The authors thank Leah M. Feiz-Erfan, R.N., for her support in preparing this manuscript.
The authors reviewed seven patients who underwent trans-septal and trans-sphenoidal surgery to correct visual symptoms caused by hematogenous metastases to the sella and pituitary gland. Gross total resection was achieved in a minority of patients. Therefore, the authors conclude that this type of surgery is appropriate for the treatment of visual symptoms, which improved in five of the seven patients. One patient died 30 days after surgery.

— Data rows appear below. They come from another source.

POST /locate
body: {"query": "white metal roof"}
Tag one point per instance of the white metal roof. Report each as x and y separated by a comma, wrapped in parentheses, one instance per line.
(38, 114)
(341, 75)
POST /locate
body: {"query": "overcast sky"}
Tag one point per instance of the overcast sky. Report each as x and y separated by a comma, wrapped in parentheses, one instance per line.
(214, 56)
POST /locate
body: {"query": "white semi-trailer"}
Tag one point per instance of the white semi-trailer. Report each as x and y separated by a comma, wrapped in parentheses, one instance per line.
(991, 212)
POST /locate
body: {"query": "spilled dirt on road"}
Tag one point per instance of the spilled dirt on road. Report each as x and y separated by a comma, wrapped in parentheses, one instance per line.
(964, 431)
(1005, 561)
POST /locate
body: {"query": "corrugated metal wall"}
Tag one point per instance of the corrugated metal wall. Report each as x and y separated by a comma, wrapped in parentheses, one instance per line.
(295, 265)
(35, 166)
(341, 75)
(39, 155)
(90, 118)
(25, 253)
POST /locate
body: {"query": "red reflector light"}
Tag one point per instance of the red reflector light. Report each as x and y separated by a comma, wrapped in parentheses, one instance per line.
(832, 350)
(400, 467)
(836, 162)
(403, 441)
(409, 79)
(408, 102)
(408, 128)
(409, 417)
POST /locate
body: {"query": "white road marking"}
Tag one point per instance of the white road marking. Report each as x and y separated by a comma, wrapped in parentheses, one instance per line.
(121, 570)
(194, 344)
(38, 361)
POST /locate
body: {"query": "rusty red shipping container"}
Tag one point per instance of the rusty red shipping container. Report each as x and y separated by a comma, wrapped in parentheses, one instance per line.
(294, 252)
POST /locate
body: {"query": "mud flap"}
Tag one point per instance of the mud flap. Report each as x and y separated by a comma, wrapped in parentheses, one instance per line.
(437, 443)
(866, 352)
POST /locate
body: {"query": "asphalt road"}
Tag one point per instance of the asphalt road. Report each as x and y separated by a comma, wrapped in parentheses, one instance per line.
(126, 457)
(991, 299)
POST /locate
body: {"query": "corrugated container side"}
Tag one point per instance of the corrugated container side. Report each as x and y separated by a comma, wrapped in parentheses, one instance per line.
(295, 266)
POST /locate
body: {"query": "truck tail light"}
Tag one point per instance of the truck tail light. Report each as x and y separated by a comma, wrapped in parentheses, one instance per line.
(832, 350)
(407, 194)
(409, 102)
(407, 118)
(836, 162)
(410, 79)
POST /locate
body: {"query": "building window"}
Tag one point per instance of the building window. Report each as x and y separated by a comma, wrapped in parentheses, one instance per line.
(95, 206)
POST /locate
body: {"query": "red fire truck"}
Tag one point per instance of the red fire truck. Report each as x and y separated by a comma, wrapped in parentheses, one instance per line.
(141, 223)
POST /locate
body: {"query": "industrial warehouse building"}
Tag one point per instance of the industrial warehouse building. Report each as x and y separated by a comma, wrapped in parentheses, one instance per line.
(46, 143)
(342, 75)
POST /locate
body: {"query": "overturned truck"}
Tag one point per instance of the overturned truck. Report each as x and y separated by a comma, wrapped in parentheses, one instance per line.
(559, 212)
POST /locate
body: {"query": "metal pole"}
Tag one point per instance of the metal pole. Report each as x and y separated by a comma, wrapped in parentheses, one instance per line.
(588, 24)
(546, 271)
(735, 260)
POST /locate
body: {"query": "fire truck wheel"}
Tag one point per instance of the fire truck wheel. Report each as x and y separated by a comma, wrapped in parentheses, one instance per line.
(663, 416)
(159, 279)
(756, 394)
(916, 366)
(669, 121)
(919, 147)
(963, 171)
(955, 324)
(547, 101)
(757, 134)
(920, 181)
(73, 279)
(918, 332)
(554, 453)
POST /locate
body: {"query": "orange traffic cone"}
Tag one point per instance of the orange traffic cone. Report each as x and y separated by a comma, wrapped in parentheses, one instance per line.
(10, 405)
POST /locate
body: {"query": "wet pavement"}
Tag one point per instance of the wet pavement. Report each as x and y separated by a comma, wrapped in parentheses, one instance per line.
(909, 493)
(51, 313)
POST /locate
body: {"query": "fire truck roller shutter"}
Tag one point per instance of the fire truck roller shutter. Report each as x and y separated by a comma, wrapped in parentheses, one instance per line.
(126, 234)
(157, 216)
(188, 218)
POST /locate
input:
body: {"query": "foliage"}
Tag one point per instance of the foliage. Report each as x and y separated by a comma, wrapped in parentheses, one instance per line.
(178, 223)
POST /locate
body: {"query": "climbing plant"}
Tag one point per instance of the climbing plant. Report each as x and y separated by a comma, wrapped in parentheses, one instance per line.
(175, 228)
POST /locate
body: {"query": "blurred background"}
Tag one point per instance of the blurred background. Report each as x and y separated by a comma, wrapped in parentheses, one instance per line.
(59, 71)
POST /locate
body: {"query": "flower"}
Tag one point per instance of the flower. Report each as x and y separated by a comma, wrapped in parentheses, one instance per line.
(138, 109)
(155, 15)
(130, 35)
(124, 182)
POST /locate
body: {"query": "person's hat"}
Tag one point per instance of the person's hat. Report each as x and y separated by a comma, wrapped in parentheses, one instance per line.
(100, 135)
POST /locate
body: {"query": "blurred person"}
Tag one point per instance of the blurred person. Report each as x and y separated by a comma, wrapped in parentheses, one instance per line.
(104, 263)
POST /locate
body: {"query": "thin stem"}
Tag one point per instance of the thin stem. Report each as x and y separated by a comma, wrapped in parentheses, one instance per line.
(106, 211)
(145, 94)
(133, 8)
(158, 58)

Given the population of patients, this outcome is not surprising. It underscores the issue that patients with advanced systemic malignancies are high surgical risks. Compared with patients with benign pituitary adenomas, these patients represent a different population. Therefore, they should provide appropriate informed consent before surgery. As the authors acknowledge, the complication rate is high: cerebrospinal fluid leakage in three patients, diabetes insipidus in two, anterior pituitary dysfunction in two, and one death related to surgery. In general, this surgical approach could be recommended for a select group of patients with malignancies and significant visual impairment.
This manuscript documents the efficacy of appropriately applied trans-sphenoidal decompression to reverse progressive visual loss in unfortunate patients who develop metastases to the pituitary. The authors' treatment improved vision in five of the seven patients. This information is important, and the authors are to be congratulated for their success despite the limited life expectancy of their patients. Interestingly, only two patients had diabetes insipidus at the time of presentation. The usual location for carcinomatous metastasis to the pituitary is the posterior lobe, and diabetes insipidus is an important part of the clinical presentation of most of these patients.
The authors emphasize that this surgery is not without risk. In fact, five patients developed complications. The most serious complication was spinal fluid leakage in one patient who required reoperation. Unfortunately, the patient developed meningitis and sepsis and died postoperatively.
It is important to realize that patients being treated for metastatic cancer who develop visual loss, headache, or diabetes insipidus may be harboring metastases to the pituitary region. In such cases, appropriate imaging studies and appropriate neurosurgical care may be indicated.